Eskiden gazetelerin 3. sayfası diye bir kavram vardı. Yani en kanlı, canlı, şiddetli, absürd olayların işlendiği ve tüyler ürpermeden 4. sayfaya geçilemeyen sayfa… Ama şimdi, sanki yayınların genel amacı buymuş gibi her sayfa, her satır tüyler ürpertici… Manşetten, içerden, kapaktan… Her yerden kan sıçrıyor suratımıza… İşte aynı bir hemşirenin günde onlarca kez gördüğü sıvıya karşı katılaşması gibi biz de, bunca taarruza rağmen hala farkında olmadan hayatımıza sızan bir çok şeye karşı hissizleşiyoruz.
Bu yüzden oğlunun parçalanmış cesedinin arkasından hıçkırıklara boğulmuş bir anneyi televizyonda izlerken, onun için ayırdığımız üzüntünün süresi, en fazla bir sonraki kanala geçişimize kadar sürüyor.

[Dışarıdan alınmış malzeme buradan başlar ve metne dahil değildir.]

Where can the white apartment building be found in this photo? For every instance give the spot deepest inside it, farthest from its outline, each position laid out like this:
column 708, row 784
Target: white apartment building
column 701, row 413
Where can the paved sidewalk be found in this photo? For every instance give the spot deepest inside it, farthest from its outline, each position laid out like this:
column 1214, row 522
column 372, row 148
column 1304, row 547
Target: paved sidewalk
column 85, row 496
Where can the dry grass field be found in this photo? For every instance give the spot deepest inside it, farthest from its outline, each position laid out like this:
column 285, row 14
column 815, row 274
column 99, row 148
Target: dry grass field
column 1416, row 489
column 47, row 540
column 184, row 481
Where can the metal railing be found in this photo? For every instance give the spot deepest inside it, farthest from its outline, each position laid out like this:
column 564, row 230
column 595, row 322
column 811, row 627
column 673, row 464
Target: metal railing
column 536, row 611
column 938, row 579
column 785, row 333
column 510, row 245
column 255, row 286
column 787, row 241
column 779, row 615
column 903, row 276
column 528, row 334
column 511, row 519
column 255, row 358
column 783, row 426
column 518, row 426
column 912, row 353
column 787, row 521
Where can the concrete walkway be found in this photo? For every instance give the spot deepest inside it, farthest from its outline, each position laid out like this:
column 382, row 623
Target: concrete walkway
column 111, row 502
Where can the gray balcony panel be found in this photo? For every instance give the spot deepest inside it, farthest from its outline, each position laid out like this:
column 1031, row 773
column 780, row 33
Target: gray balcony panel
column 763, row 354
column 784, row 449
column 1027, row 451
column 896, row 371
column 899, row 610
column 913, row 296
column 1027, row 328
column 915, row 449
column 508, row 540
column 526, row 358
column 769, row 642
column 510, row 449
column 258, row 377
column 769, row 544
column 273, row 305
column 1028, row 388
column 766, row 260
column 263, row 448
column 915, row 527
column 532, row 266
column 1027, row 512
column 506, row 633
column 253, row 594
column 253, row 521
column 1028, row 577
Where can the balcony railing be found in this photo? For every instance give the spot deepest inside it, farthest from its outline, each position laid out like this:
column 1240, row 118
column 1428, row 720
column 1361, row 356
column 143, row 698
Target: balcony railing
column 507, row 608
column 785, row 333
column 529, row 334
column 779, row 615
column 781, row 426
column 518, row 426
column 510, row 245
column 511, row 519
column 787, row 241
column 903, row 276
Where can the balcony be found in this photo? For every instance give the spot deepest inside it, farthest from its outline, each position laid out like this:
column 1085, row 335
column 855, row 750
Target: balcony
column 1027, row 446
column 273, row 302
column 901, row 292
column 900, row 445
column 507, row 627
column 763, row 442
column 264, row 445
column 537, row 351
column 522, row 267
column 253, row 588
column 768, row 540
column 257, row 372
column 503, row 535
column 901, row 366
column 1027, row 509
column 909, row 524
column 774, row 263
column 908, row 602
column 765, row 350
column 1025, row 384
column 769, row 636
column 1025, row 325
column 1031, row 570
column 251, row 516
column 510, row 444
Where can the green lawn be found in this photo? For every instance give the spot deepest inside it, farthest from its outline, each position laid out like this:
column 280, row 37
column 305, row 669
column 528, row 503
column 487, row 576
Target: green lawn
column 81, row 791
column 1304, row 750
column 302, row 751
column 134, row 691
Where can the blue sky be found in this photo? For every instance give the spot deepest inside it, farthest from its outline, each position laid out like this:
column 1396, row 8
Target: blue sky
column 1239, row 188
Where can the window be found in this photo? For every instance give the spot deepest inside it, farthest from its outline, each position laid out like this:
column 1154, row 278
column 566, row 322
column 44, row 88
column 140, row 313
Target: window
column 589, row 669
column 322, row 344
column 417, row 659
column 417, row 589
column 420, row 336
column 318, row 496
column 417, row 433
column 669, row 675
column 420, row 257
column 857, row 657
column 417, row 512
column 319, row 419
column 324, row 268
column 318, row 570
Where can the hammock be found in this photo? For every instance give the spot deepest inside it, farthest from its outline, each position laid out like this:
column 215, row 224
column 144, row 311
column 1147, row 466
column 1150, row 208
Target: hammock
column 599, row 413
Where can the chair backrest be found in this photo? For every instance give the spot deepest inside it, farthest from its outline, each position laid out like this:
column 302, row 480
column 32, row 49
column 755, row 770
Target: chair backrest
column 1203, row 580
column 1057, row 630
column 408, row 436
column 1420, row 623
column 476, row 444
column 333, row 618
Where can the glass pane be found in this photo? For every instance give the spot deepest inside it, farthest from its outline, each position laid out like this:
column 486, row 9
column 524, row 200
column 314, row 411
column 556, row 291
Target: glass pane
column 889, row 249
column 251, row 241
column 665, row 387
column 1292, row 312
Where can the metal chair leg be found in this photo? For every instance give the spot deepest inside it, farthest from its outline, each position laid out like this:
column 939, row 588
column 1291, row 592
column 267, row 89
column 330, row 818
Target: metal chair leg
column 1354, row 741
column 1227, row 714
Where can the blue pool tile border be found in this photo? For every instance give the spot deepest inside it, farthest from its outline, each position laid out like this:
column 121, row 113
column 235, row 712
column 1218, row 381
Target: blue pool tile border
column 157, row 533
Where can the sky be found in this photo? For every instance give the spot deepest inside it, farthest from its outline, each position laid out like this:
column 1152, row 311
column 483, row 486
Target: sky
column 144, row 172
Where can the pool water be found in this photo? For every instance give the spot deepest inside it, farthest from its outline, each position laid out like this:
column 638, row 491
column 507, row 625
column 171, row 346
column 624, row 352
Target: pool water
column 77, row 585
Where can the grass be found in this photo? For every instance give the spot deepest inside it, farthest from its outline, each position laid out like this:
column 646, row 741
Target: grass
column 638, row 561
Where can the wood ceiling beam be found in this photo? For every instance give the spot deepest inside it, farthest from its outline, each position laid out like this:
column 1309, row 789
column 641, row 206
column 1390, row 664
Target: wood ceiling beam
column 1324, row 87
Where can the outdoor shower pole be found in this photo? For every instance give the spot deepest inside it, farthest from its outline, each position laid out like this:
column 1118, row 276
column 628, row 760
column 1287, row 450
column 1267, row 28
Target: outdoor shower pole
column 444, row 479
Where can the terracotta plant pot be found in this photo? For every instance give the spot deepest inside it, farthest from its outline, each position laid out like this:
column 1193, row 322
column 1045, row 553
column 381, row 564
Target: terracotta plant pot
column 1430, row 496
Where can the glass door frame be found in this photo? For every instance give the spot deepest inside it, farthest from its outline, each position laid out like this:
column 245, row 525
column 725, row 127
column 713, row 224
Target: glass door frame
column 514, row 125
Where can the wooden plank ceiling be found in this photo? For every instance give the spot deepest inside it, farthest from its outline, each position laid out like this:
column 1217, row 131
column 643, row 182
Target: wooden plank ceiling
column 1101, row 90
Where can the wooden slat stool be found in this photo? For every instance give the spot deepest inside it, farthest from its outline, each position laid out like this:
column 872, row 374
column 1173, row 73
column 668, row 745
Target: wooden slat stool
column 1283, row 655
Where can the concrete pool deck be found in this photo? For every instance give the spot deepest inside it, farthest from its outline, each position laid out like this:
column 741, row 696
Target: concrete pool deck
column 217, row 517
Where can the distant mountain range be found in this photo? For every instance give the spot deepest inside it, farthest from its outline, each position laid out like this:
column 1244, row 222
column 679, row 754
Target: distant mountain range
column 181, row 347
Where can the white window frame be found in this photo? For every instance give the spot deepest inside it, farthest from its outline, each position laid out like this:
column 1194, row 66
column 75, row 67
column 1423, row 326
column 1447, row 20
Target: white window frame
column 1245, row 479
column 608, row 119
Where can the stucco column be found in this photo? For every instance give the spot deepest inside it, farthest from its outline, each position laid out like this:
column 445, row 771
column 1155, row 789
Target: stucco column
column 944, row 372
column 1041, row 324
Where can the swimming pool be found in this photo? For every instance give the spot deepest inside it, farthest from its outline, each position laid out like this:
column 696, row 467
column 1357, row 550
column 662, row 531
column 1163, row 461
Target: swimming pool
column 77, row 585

Bu yüzden yolda kaza olduğunda, insanların canına ya da malına zarar gelmesi aklımıza bile gelmiyor, trafik kilitlendi diye ağız dolu söylenmemizden başka… Hatta belki de, birine daha yakın olmak adına ona kendimizi açmak değil, onun tarafından daha az yaralanmak için kendimizi çoğunlukla kapamamız da bu yüzden aslında…
O küçüklüğümüzden kalma en narin yanlarımızı, ellerimizle dünyaya teslim ettik. Böylelikle kolonyayla taranmış saçlarımız ile sabun kokulu çocukluğumuzdan sıyrılıp, suçlarla kirlenmiş sokaklara çıkmaya ve birbirinin gözünü oyan insanların arasına karışmaya hak kazandık artık.
Dünyaya kabul edilmek için 18 yaşını doldurmak değil, sanırım biraz kalınlaşmak ve ayrıntıları görmezden gelmek gerekiyor. Çünkü detaylar fark edildikçe ruha batıyor ve kevgir haline gelen bir içle bu dünya pek çekilmiyor.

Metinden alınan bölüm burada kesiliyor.